The human stomachs being grown OUTSIDE the body: Mini ‘organs in a dish’ may help cure digestive diseases

Home / Miscellaneous / The human stomachs being grown OUTSIDE the body: Mini ‘organs in a dish’ may help cure digestive diseases

 

  • The tissue produces stomach acid and digestive enzymes just like real cells 
  • The research could help scientists to better understand stomach diseases
  • And important stomach drugs can now be studied in greater detail than before

Scientists have grown a working stomach ‘mini-organ’ in a lab in a move that will allow experts to understand human digestion in new ways.

The breakthrough could help researchers more accurately explore how certain diseases and drugs affect the human stomach.

The scientists used stem cells to craft the organs in an ongoing attempt to better understand how a baby’s stomach develops in the womb.

New stem cell research could help scientists to better understand stomach diseases, including gastric cancer, the third leading cause of cancer-related deaths worldwide. Pictured is  a piece of the human stomach created by the lab, as seen under a microscope

New stem cell research could help scientists to better understand stomach diseases, including gastric cancer, the third leading cause of cancer-related deaths worldwide.

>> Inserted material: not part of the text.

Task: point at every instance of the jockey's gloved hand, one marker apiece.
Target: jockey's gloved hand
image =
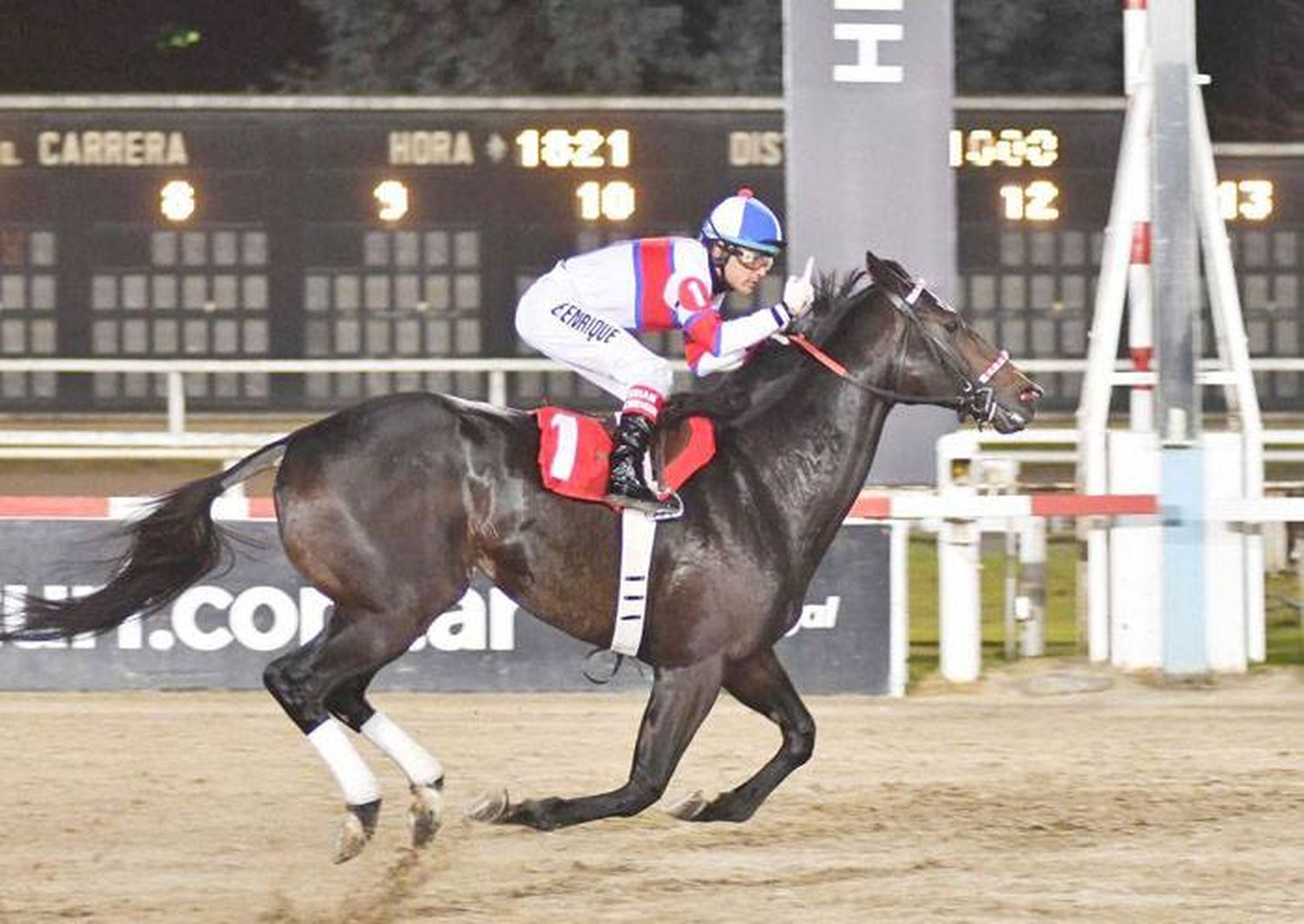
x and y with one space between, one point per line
800 292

Pictured is a piece of the human stomach created by the lab, as seen under a microscope

WHAT ARE STEM CELLS?

Stem cells are a basic type of cell that can change into another type of more specialised cell through a process known as differentiation.

Think of stem cells as a fresh ball of clay that can be shaped and morphed into any cell in the body.

They grow in embryos as embryonic stem cells, used to help the rapidly growing baby form the millions of different cell types it needs to grow before birth.

In adults they are used as repair cells, used to replace those we lose through damage or ageing.

Stem cells have been the focus of lots of medical research in recent decades because they can be used to grow almost any type of cell.

Researchers from Cincinnati Children’s Hospital Medical Center grew tissue from the stomach’s ‘fundus’ region in a lab.

This tissue was able to produce stomach acid and digestive enzymes just like real stomach cells.

Prior to this latest breakthrough, the team had grown cells from a different section of the stomach known as the ‘antrum’, which produces many of the stomach’s hormones.

‘Now that we can grow both antral-and fundic-type human gastric mini-organs, it’s possible to study how these human gastric tissues interact physiologically, respond differently to infection, injury and react to pharmacologic treatments,’ says co-author Dr Jim Wells, a director of the Pluripotent Stem Cell Facility at Cincinnati Children’s Hospital.

‘Diseases of the stomach impact millions of people in the United States, and gastric cancer is the third leading cause of cancer-related deaths worldwide.’

Wells and his team have worked for years to successfully grow stomach tissue outside of the human body.